The QS rankings régime cannot necessarily lead to improved all-round performance for three reasons. First, there is no given theoretical base for the chosen indicators and their internal relations and weights, for example no coherent definition of production or performance. Second, if the arbitrary weights are shifted (e.g. citations per faculty is 10% and internationalization is 20%) there are major shifts in ranking positions without any concurrent change in real performance (Gladwell, 2011). Third, the relationship between real effort and real performance is filtered by QS methodologies and liable to be over-determined by surface fluctuations in position. This means that if there are positive effects in relation to performance generated by managing a university so as to maximise the QS ranking, these effects are essentially accidental. In that case, it is difficult to see what benefit is served by the QS global rankings, aside from the commercial benefits to QS itself in marketing its higher education-related business.
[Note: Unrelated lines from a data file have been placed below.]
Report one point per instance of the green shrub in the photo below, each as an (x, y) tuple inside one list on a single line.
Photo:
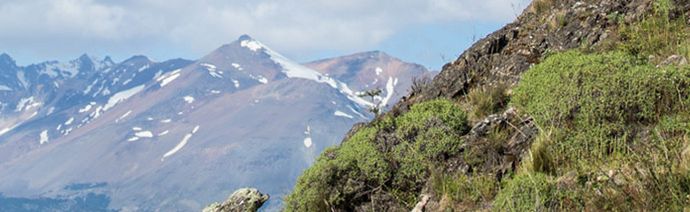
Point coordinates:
[(525, 192), (465, 193), (344, 177), (656, 34), (599, 101), (485, 101)]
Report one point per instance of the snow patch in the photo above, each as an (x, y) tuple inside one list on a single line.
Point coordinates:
[(389, 91), (85, 109), (5, 88), (209, 66), (143, 68), (342, 114), (50, 111), (7, 129), (24, 103), (69, 121), (307, 142), (294, 70), (178, 147), (355, 111), (163, 133), (144, 134), (251, 45), (188, 99), (167, 78), (126, 81), (123, 116), (259, 78), (43, 137), (122, 96)]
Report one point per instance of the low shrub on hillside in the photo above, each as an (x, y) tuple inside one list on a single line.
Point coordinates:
[(389, 160), (617, 124)]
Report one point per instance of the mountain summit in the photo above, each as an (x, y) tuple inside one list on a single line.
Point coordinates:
[(172, 135)]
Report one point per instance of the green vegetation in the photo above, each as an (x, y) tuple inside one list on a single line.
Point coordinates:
[(660, 34), (486, 101), (614, 135), (617, 121), (388, 160)]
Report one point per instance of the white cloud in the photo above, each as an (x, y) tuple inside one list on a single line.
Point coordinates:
[(292, 27)]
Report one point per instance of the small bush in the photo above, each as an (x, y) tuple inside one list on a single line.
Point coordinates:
[(398, 165), (656, 34), (525, 192), (539, 157), (465, 193), (599, 101), (485, 101)]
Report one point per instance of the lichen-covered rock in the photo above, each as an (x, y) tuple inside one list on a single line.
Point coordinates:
[(246, 199)]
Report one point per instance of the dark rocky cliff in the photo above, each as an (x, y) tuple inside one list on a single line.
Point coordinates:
[(505, 154)]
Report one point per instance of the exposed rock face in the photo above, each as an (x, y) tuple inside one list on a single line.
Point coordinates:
[(246, 199), (504, 55)]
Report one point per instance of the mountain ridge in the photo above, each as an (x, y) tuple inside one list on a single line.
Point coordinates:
[(140, 127)]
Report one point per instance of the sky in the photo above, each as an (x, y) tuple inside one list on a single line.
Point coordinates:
[(427, 32)]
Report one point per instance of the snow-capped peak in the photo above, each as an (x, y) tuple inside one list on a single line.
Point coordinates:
[(295, 70)]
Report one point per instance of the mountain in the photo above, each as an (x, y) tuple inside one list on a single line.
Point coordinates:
[(372, 70), (170, 136), (574, 106)]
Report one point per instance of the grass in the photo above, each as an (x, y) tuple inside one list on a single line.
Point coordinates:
[(484, 101), (657, 34), (394, 167), (617, 121), (614, 135)]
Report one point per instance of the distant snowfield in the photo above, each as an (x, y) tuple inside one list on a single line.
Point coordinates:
[(181, 144), (307, 142), (342, 114), (43, 137), (178, 147), (122, 96), (294, 70), (168, 78)]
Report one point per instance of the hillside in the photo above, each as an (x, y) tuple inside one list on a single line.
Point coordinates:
[(575, 106), (143, 135)]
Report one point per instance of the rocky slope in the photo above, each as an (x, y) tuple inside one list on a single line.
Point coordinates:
[(566, 137), (143, 135)]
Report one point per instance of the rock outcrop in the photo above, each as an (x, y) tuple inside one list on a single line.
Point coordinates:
[(504, 55), (246, 199)]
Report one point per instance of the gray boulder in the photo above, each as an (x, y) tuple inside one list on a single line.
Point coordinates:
[(246, 199)]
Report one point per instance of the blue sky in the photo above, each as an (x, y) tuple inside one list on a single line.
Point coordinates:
[(428, 32)]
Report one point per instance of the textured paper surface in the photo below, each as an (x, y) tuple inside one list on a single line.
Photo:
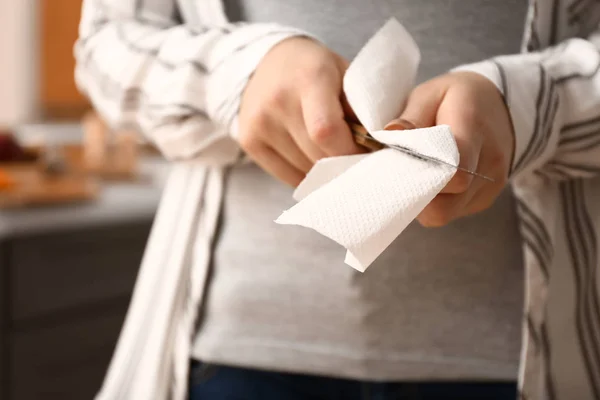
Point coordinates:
[(364, 202)]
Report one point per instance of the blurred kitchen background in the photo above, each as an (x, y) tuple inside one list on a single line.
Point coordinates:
[(76, 205)]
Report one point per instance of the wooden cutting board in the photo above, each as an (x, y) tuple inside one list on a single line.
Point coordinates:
[(34, 188)]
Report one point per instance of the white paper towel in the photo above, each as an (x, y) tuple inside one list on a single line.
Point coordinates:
[(364, 202)]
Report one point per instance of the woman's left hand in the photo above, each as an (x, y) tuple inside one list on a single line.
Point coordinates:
[(474, 109)]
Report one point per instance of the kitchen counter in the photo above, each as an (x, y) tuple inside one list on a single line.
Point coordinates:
[(66, 277)]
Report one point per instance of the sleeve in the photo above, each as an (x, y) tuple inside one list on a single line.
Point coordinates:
[(553, 97), (179, 84)]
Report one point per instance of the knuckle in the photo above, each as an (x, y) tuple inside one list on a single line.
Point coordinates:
[(435, 217), (461, 182), (250, 140), (276, 99), (498, 161), (322, 131)]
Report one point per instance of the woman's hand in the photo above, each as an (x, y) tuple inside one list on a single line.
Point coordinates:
[(291, 113), (481, 124)]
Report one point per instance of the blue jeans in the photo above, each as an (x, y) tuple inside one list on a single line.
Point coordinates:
[(211, 382)]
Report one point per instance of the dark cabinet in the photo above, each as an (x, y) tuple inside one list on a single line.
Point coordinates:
[(63, 300)]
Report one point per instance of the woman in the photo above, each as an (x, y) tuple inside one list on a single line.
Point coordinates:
[(282, 318)]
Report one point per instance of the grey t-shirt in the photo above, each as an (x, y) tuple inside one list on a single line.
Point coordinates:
[(438, 303)]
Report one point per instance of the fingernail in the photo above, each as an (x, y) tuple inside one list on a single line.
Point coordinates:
[(399, 124)]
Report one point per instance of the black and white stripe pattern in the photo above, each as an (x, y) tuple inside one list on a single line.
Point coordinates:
[(581, 240), (160, 87)]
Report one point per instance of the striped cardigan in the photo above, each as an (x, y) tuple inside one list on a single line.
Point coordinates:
[(175, 69)]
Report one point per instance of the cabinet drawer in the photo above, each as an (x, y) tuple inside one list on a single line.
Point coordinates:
[(57, 272), (66, 361)]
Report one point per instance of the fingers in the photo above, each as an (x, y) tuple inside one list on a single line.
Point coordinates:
[(274, 150), (285, 145), (324, 121), (294, 123), (273, 163), (422, 105)]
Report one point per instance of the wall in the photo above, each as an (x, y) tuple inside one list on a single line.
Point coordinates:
[(18, 61)]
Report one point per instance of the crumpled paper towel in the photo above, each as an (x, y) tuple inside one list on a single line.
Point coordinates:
[(363, 202)]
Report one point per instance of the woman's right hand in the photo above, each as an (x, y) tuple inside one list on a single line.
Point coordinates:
[(292, 113)]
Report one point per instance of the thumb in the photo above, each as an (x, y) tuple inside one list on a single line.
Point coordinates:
[(421, 108)]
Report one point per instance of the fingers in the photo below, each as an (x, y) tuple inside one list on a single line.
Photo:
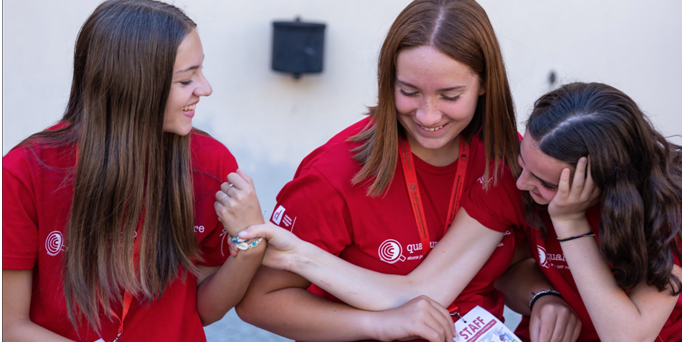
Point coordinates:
[(244, 176), (564, 184), (534, 328), (441, 321), (570, 330), (546, 330), (220, 196), (265, 231), (580, 175), (577, 331), (239, 182), (445, 317), (559, 330)]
The Scimago (2013) data are based on the Scopus collection by Elsevier. Scimago provides data on all research organisations, not just higher education. It provides a much longer list than Leiden. The data can be adjusted so as to include only higher education institutions. There are also more research-related indicators than provided by Leiden but the data as presented are less accessible and explanations are more complex and less transparent. The most useful indicator of quality is ‘normalised impact’ that measures average citations. For the most part the issues in relation to the Scimago ranking are similar to those discussed in relation to Leiden. Scimago is strong in materiality, objectivity, externality, particularity and, because it is a set of single indicators and not a composite multi-indicator ranking, ordinal proportionality. Shaping by the ranking agency is transparent and modest. The data are confined to research and to a limited set of information about research, focused on primary scientific outputs and the global disciplines, and the academic impact of research in those disciplines as expressed through citation patterns.

As with the Leiden ranking and ARWU, Scimago provides a clear picture of the hierarchically distributed character of research outputs. Only strong research universities can compete successfully for upper level Scimago positions. One of the virtues of this very long list of research producers is that improvements lower down the scale are made visible. In that respect Scimago is more inclusive than Leiden and ARWU, which confine themselves to top 500s. Nevertheless, like the other research rankings, Scimago drives upward mobility primarily among institutions with growing investment in capacity.

Times Higher Education (THE)

The Times Higher Education ranking (THE, 2013) is similar in form to QS ranking and invokes similar issues; though arguably, it is managed by Thomson-Reuters at a higher level of competence than QS. For example, survey returns seem larger and the geographic coverage more effective (for QS survey problems see Sowter, 2007). The main strength of Times Higher is comprehensiveness. Thomson-Reuters uses 13 separated indicators that are weighted, scaled and pressed into the final unitary number. Reputational surveys for research and teaching constitute 34.5%, bibliometric indicators 34.5%, income indicators 10.75%, PhD studies 8.25%, internationalisation 7.5% and the student-staff ratio 4.5%. Rankings in these different areas are not closely correlated (Cheng, 2011). As with QS, there is no direct measure of teaching quality or learning achievement: there is a survey of reputation for teaching and the student-staff ratio. The data on income for research purposes are incomplete and difficult to standardise across borders, but, arguably, are unique and interesting. Unfortunately, they are lost in the composite indicator. In total, 73.25% of the Times Higher rankings are constituted by one or another aspect of research performance: research reputation via survey, citations, research volume, research-related income, international research collaboration and PhDs. Comparative research data are easier to gather in relation to research than teaching and service functions. Research is also central in shaping university reputation — as with QS, the Times Higher ranking appears to have been designed as a reputational table not a performance table.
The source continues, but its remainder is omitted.